In a wonderfully tactical battle that wasn't really done justice by the scoreline, Omar El Borolossy set the holders off on the right foot with a 3, (0), 2, 2 win over Heath. White hit back to beat Darwish in four, but Scotland's third string, Neil Frankland, a full-time coach who has never played on the circuit, was never going to be a threat to Abbas.
So Egypt were through to a second successive final and Scotland were left to reflect on Nicol's departure and what might have been.
The other semi turned out to be a titanic struggle, with the Australians facing a determined English camp. In the opening second string, Walker took the first game against Price, and it took five games to eventually settle the issue in the home man's favor—(6), 0, 6, (7), 2.
Palmer also dropped the opening game to Chaloner before similarly coming out on the right side of a deciding game battle, (4), 3, (2), 3, 2. Only because the contest was over did Boswell enjoy an easy passage against Beachill.
So the final day dawned, with Egypt hoping to retain the trophy and Australia so anxious to please the home fans and become the first team to claim seven world titles from the 18-team championships.
In the vital opening rubber, Price produced some of his best form of the week, while El Borolossy couldn't quite reach the heights of his semifinal win over Heath. Constantly niggling the referee's decisions, an unhappy Egyptian went down 2, (0), 3.
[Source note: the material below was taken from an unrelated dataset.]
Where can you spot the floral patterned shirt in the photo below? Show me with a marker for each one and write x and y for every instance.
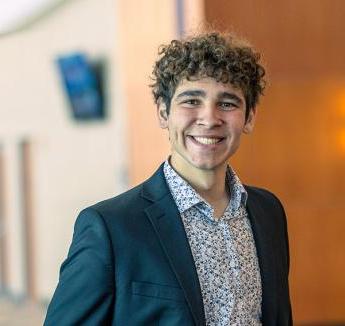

So it was up to Darwish, the world junior champion, to keep the match alive by beating Palmer. It was a formidable assignment, although he did raise hopes by taking the opening game, and he certainly rattled his opponent. So much so that the Australian, having battled back to lead by two games to one and by 6-2 in the fourth, was then docked two conduct strokes by referee Jack Allen for “unnecessary physical conduct” as he barged into the youngster.
But while the intervention did help Darwish claw his way back into contention, Palmer held on to win (8-10), 1, 0, 10-8 and spark the Australian celebrations. Boswell could then enjoy every moment of his dead rubber win over Abbas.
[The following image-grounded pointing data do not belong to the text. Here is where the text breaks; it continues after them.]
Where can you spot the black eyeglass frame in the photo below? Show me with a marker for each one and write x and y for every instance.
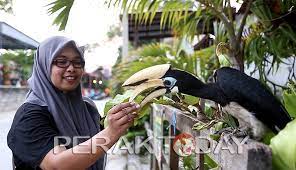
(69, 62)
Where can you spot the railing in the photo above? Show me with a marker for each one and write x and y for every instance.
(249, 155)
(11, 97)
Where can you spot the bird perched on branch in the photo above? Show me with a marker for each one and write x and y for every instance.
(240, 95)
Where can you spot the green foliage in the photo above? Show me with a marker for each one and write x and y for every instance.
(289, 97)
(121, 98)
(284, 148)
(62, 7)
(6, 6)
(209, 163)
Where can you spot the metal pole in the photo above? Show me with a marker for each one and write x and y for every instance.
(125, 36)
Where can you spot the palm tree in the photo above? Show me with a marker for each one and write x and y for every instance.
(6, 6)
(270, 34)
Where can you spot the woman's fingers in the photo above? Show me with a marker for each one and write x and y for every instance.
(126, 111)
(120, 106)
(126, 119)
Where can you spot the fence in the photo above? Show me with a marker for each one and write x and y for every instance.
(253, 155)
(11, 97)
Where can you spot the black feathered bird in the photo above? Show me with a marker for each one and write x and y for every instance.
(239, 94)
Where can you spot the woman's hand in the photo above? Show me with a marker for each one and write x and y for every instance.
(120, 118)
So, a week after his individual triumph, Price was dipping into the fridge for his overdue slurp of champagne. And the fact that he had Palmer, Boswell, Williams, and team coach Rodney Martin, the former world No. 1, for company, made it even more special.
“This is the dream come true; a moment I've been working towards for a long time,” he beamed.
Palmer agreed. “To win a record seventh title for Australia in my first world championships is fantastic,” said the player whose individual fairy tale was winning the British Open Championship in June.
And he went on to suggest that the record-breaking trail could be splashed in green and gold for years to come. “With our strong young squad of players, I really think we could dominate world squash for years to come,” he predicted.
But, for the moment, it was time to celebrate a great triumph on home soil, and the perfect finale to Melbourne's magical three-week Festival of Squash.